Update was a labour of love from Aral who worked hard to put together an eclectic, slick event. It was mostly aimed at iOS developers but there was a lot of other stuff in there too, including a range of musical performances. Some speakers, like Matt Gemmell and Sarah, talked specifically about iOS design and development while others, like Cennydd, spoke of broader issues.
In my opinion the most important talk of the day was delivered by Anna who laid bare the state of Britain’s education system—and by extension, Britain’s future. She relentlessly hammered home her points, leaving me feeling shocked and angered at the paedophobic culture of our schools. But there was also hope: as long as there are young people of Anna’s calibre, the network—as wielded by digital natives—will interpret technological clampdowns as damage and route around them (see also Ben Hammersley’s amazing speech to the IACC).
I also spoke at Update. I went in to the lion’s den to encourage the assembled creative minds to forego the walled garden of Apple’s app store in favour of the open web. The prelude to delivering the talk was somewhat nerve-wracking…
The night before the conference, Aral arranged a lavish banquet at the Royal Pavilion. It was amazing. I’m ashamed to say that after a decade of living in Brighton it was my first time inside the building. But I wasn’t able to relax fully, knowing that I had this 18 minute potentially contentious talk to deliver the next morning.
When I got home, I decided I should do a run-through. I always feel like an idiot if I practice a talk by speaking to the wall but in this case I wanted to make sure that I crammed in all the points I wanted to make. I started up Keynote, opened my mouth and …bleaurgh! That’s a pretty good approximation of how legible I sounded. I realised that, although I knew in my mind what I wanted to say, when it came time to say it out loud, I just couldn’t articulate it. I tried for about an hour, with little success. I began to panic, envisioning my appearance at Update consisting of me repeating “Um, know what I mean? Right?”

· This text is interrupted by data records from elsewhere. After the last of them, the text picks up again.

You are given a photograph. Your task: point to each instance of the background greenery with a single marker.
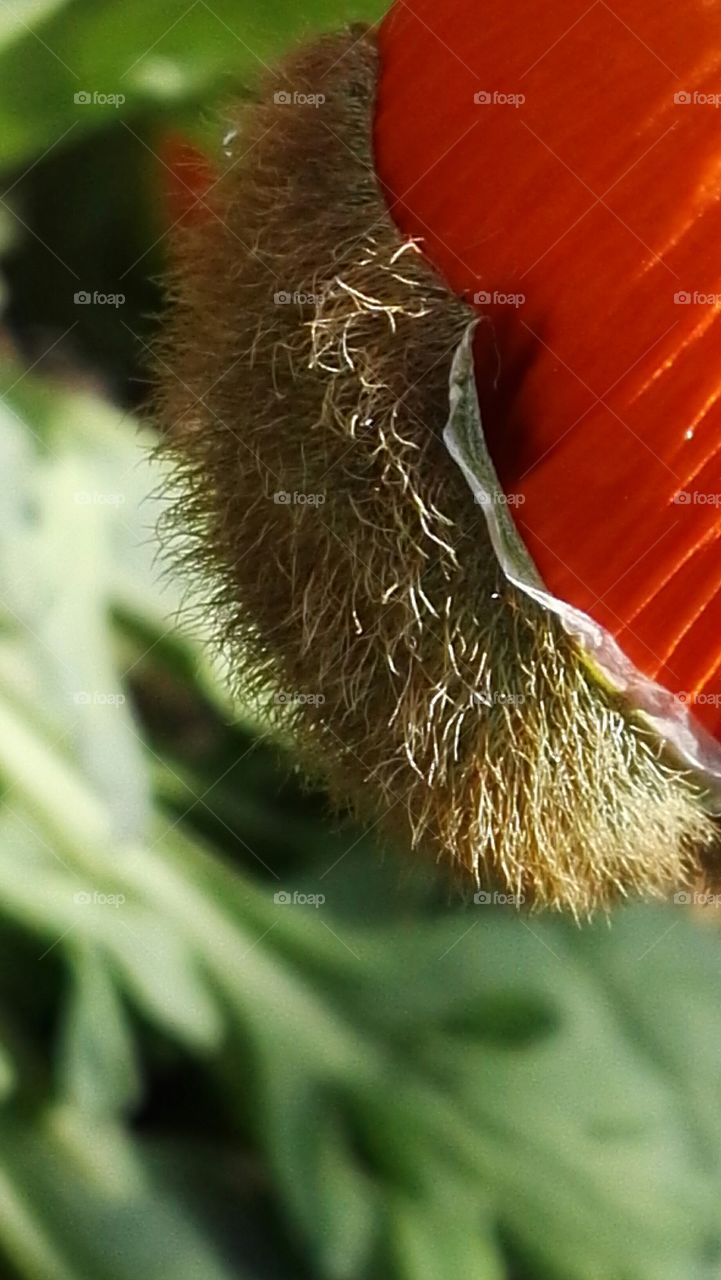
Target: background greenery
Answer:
(196, 1080)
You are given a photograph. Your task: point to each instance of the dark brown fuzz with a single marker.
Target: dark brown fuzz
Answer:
(352, 575)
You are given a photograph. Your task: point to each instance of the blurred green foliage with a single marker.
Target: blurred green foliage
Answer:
(200, 1078)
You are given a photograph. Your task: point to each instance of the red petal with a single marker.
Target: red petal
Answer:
(186, 176)
(598, 200)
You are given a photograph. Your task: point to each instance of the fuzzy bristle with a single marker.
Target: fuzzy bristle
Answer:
(433, 696)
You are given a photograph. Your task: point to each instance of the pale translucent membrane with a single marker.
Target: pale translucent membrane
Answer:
(669, 717)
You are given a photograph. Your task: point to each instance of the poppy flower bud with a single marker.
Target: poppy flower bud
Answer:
(429, 398)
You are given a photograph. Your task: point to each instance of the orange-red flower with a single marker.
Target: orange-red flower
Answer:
(562, 167)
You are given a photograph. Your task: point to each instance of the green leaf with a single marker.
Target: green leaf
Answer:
(96, 1059)
(155, 55)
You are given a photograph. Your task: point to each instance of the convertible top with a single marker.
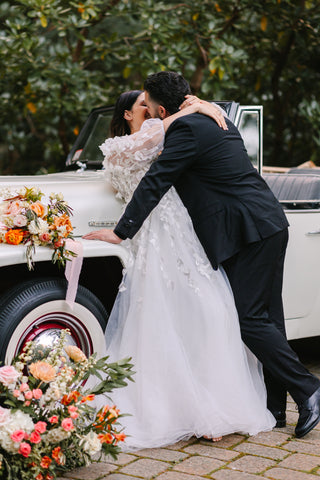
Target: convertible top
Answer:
(295, 190)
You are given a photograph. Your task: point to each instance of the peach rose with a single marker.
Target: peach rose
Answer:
(63, 221)
(24, 449)
(37, 393)
(40, 427)
(8, 375)
(73, 411)
(35, 437)
(75, 353)
(42, 371)
(14, 236)
(67, 424)
(39, 209)
(17, 436)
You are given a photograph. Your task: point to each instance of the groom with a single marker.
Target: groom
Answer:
(241, 226)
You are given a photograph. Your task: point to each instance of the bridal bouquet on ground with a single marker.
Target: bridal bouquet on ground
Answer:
(25, 219)
(47, 422)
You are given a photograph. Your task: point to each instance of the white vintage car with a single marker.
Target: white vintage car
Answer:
(33, 305)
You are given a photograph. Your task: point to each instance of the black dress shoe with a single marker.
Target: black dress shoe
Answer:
(280, 417)
(309, 414)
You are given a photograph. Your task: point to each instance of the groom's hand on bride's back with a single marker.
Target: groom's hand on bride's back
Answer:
(105, 235)
(205, 108)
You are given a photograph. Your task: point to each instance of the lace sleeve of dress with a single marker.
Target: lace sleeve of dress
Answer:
(142, 146)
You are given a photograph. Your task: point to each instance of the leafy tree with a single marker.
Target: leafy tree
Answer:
(59, 59)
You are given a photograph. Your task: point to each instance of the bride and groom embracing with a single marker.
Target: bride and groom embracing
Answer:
(200, 307)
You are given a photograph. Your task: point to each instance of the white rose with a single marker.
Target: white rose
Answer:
(91, 443)
(37, 228)
(15, 421)
(4, 416)
(20, 221)
(8, 375)
(55, 435)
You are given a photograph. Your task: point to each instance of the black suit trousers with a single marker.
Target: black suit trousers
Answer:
(255, 275)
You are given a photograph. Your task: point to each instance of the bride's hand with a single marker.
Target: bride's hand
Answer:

The day of the event arrived. I was the second speaker. Aral introduced me. I walked on stage and opened my mouth…
And I didn’t screw it up. I made my case without any uhm-ing and ah-ing. I actually had a lot of fun.
I thoroughly enjoyed addressing a roomful of Mac-heads by quoting Steve Jobs. “You don’t need permission to be awesome” he once said. That’s true on the web, not so much on the app store.
Naturally, there were some people who took umbrage with the message I was sending. The most common rebuttal was that I was being unrealistic, not considering the constraints of day-to-day work and budgets. To them, I would quote Steve Jobs once more:
Here’s to the crazy ones. The misfits. The rebels. The troublemakers. The round pegs in the square holes. The ones who see things differently. They’re not fond of rules. And they have no respect for the status quo.
In fact I finished up my talk with a slide of one of the Think Different posters; the one with John Lennon. I ended with a quote from Working Class Hero that I thought was a fitting summation of my feelings when I see talented creative people pouring their energy into unlinkable walled gardens:
You think you’re so clever and classless and free but you’re still fucking peasants as far as I can see.
(had I been writing my talk on an iOS device, I would no doubt have finished by saying “you’re still ducking peasants as far as I can see”.)
My talk was soon followed by a panel discussion about iOS vs. Android vs. Windows Phone 7 vs. the web vs. whatever else people are currently throwing their time and energy into. In fairly short order it turned into me vs. everyone else.
Now here’s the thing when it comes to any discussion about mobile or the web or anything else of any complexity: an honest discussion would result in every single question being answered with “it depends”. A more entertaining discussion, on the other hand, would consist of deliberately polarised opinions. We went for the more entertaining discussion.
The truth is that the whole “web vs. native” thing doesn’t interest me that much. I’m as interested in native iOS development as I am in native Windows development or native CD-ROM development. On a timescale measured in years, they are all fleeting, transient things. The web abides.
Get me going on universally-accessible websites vs. websites optimised for a single device or browser …then I will genuinely have extremely strong opinions that I will defend to the death.
Still, the debate at Update was good fun. The whole event was good fun. Nice work, Aral.